Bilirkişi ücreti, bu incelemeyi talep eden tarafça başta mahkeme veznesine peşin olarak yatırılır. Genellikle davacı taraf kendi iddiasını ispatlamak amacıyla bilirkişi talep ettiği için, ücret de ilk etapta davacıdan alınır. Ancak davanın sonunda haksız çıkan taraf bu gideri karşılamakla yükümlü olur. Yani davacı haklı bulunursa, ödediği ücret davalıdan tahsil edilir. Mahkeme masraf yükünü son karar aşamasında kimin aleyhine hüküm verilmişse ona yükler.

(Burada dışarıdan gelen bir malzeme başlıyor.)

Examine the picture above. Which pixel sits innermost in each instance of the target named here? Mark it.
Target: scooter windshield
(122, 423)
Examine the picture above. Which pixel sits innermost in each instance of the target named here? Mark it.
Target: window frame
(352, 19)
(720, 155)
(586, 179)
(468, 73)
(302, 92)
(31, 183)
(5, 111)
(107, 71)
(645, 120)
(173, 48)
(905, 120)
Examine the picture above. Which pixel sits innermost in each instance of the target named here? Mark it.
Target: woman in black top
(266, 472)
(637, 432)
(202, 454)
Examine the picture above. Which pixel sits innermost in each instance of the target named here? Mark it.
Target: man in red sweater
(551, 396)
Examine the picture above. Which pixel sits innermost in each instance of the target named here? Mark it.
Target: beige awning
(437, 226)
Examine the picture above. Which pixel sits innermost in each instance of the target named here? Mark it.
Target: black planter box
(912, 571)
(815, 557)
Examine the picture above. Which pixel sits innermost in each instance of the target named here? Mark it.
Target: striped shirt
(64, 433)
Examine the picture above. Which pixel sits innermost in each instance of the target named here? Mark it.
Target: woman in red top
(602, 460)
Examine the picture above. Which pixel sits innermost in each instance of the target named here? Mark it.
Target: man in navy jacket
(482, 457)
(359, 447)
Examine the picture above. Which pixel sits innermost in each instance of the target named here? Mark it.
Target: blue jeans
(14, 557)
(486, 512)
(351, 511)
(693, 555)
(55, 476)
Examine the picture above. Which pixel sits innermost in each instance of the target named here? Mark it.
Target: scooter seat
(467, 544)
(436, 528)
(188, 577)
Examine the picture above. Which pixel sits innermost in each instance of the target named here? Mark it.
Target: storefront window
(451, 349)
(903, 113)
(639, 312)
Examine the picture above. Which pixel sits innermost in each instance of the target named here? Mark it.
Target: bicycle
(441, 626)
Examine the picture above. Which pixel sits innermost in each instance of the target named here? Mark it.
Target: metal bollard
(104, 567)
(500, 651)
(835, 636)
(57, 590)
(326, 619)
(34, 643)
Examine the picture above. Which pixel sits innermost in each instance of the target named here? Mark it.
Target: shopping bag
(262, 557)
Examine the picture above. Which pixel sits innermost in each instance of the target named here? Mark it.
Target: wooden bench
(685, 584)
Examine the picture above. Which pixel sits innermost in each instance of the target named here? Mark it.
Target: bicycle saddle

İspat yükü ise genel ilkeye göre, iddia eden tarafa aittir. Menfi tespit davasında iddia eden, yani borçlu olmadığını ileri süren kişi olduğundan, borcun mevcut olmadığını ispatlama yükü davacıya düşer. Yani davayı açan kişi, “bu borç bana ait değil” diyorsa, bu iddiasını somut delillerle desteklemelidir. Ancak bazı özel durumlarda ispat yükü yer değiştirir. Örneğin, imzanın sahte olduğu iddia ediliyorsa, bu durumda imzanın gerçekliğini ispatlama görevi karşı tarafa geçer.